What's forgotten is most health benefits come from removal, not addition.

Eating less often, not smoking, not drinking as much. These things will improve your health far more than the addition of anything. But it's hard to make money off telling people to do nothing.

I digress. But this forms the basis of my antidote.

I'm calling it 42 days. 6 weeks.

That's it.

For 6 weeks you do nothing except 1 thing.

Why 42 days?

Because it's short enough if it doesn't work out, it's only 42 days. And it's long enough you may be able to achieve something which surprises yourself and thus decide whether to pursue it for another 42 days.

There are many forms of this. Some of my favourites include #100daysofcode, #100daysofwalking, 528 days of blog posts (I just did this). And my favourite, Six Week Cycles from Basecamp.

I know the arguments against this.

"42 days isn't long enough to do anything meaningful!"

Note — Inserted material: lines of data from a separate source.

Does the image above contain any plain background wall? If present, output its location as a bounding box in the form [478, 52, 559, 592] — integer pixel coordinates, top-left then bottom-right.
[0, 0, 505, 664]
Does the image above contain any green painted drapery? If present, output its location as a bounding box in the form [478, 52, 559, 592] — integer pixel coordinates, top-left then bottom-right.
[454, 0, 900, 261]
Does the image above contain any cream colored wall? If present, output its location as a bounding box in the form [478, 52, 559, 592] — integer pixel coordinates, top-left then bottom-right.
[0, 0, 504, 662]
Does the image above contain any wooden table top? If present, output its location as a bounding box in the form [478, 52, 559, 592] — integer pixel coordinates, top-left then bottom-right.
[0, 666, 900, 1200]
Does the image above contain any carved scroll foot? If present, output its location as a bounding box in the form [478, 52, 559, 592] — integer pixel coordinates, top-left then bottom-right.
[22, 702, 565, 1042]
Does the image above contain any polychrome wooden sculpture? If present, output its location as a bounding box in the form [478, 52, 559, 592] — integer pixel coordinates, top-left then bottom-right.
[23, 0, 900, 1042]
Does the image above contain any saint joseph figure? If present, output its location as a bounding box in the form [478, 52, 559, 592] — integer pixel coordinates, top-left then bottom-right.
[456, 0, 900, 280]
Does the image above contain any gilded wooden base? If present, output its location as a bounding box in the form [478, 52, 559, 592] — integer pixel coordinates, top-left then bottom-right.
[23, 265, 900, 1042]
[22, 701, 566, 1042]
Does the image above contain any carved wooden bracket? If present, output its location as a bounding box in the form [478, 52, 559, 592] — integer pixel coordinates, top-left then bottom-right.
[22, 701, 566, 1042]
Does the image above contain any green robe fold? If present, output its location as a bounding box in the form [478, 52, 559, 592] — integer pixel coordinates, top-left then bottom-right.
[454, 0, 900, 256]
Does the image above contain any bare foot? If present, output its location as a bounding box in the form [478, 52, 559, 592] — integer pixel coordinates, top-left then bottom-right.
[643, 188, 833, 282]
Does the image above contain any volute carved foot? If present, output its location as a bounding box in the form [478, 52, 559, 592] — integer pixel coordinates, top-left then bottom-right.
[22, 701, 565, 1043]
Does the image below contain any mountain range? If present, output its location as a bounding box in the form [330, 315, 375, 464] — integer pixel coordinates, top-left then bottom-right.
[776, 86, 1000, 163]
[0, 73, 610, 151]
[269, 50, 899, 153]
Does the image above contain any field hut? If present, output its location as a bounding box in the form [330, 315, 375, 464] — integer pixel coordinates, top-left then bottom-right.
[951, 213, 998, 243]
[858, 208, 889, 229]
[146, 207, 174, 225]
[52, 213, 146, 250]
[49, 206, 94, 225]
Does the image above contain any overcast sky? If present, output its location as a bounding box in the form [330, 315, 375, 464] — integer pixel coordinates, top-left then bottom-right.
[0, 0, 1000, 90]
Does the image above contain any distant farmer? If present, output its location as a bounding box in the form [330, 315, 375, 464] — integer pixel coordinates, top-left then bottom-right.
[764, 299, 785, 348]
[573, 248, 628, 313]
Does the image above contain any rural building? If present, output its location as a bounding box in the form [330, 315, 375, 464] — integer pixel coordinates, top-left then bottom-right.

You're right. It isn't if your life is clogged.

You see the curse of the modern individual is to do more but feel less.

It took me a while to get this. My default was to fill any white space on the calendar with something. Now an event on the calendar (99% of them) makes me feel like a prisoner.

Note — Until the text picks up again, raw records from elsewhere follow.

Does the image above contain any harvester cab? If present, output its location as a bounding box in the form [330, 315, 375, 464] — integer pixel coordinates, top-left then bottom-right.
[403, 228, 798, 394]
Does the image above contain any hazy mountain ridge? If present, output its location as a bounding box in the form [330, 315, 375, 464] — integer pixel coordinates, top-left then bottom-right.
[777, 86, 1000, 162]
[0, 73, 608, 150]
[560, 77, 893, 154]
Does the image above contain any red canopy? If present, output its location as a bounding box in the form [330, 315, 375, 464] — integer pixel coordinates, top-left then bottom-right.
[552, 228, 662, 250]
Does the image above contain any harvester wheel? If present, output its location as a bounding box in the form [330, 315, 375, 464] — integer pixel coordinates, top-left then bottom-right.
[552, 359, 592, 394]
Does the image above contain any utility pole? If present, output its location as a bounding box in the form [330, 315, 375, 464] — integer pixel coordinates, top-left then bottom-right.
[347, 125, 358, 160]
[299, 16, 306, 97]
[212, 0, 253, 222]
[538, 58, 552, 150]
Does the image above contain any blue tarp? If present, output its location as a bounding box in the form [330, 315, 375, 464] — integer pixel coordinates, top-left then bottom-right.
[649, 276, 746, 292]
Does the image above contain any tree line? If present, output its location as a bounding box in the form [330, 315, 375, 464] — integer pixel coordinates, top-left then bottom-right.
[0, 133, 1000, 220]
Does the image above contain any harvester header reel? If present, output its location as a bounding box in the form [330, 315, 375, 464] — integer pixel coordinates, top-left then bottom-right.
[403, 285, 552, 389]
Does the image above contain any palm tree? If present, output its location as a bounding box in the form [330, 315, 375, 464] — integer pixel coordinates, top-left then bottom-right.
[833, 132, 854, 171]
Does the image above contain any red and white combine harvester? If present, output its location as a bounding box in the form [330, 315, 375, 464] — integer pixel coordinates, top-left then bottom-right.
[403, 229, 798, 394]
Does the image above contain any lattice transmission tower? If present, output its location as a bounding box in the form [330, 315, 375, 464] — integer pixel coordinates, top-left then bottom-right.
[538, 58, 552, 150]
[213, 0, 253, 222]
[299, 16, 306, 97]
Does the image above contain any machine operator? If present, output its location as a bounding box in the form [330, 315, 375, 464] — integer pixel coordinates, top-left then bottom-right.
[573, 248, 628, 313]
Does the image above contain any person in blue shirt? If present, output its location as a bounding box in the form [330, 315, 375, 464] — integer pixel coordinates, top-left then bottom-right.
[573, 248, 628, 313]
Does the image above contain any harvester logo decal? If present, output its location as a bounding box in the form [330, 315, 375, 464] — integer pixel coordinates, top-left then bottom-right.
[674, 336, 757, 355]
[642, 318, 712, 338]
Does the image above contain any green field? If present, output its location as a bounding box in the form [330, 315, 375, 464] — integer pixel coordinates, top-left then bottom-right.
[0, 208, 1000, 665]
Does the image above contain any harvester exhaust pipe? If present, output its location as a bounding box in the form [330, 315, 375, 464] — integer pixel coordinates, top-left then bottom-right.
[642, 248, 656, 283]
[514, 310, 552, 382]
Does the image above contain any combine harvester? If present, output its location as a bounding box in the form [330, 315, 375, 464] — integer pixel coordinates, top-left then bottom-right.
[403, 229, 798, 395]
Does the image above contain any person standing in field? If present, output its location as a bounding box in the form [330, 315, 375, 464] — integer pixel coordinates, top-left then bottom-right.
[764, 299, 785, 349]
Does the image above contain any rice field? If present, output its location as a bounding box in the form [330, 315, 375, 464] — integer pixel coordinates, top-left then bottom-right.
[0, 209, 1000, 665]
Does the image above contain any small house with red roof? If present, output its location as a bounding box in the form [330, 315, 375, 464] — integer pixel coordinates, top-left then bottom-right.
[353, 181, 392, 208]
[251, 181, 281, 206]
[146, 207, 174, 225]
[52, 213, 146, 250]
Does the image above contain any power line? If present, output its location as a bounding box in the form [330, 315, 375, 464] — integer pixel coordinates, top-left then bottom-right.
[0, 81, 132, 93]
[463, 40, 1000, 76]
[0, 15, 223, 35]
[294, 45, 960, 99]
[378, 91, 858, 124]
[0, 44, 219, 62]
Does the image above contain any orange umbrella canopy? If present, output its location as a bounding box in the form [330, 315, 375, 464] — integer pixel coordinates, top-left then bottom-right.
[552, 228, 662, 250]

If you take 42 days to work on 1 thing, you’ll be surprised how much you can actually do.

Or as a worst-case scenario, you’ll know what not to pursue. Which is still a win. Knowledge of what not do is more robust than knowledge of what to do.

"But I have to work, I have to take of my family, I have to..."

You're right. Life happens.

Let me get a little philosophical here.

This is exactly why you must eradicate what does not spark your curiosity.

Notice how I did not say eradicate struggle or suffering or pain. It is another curse of the modern individual to think pleasure can exist without these.

There is nothing more pleasurable than building a skill. Nothing more satisfying than developing self-reliance.

But developing a skill or to building self-reliance takes effort.

You can commit to something for 42 days. Something which triggers your curiosity. Something which contributes to where your ideal self wants to be in 3-5 years.

The beautiful thing is because you've only got 42 days, you're going to need a bias towards removing things which don't matter.

If you want to be a better writer, publish 500 words every day for 42 days and see where you end up.

If you want to be healthier, go for a 42-minute walk every day for 42 days.

If you want to build an application, work on it for 1-hour per day for 42 days and ship it at the end.

Do the opposite of modern education systems. Go practical first.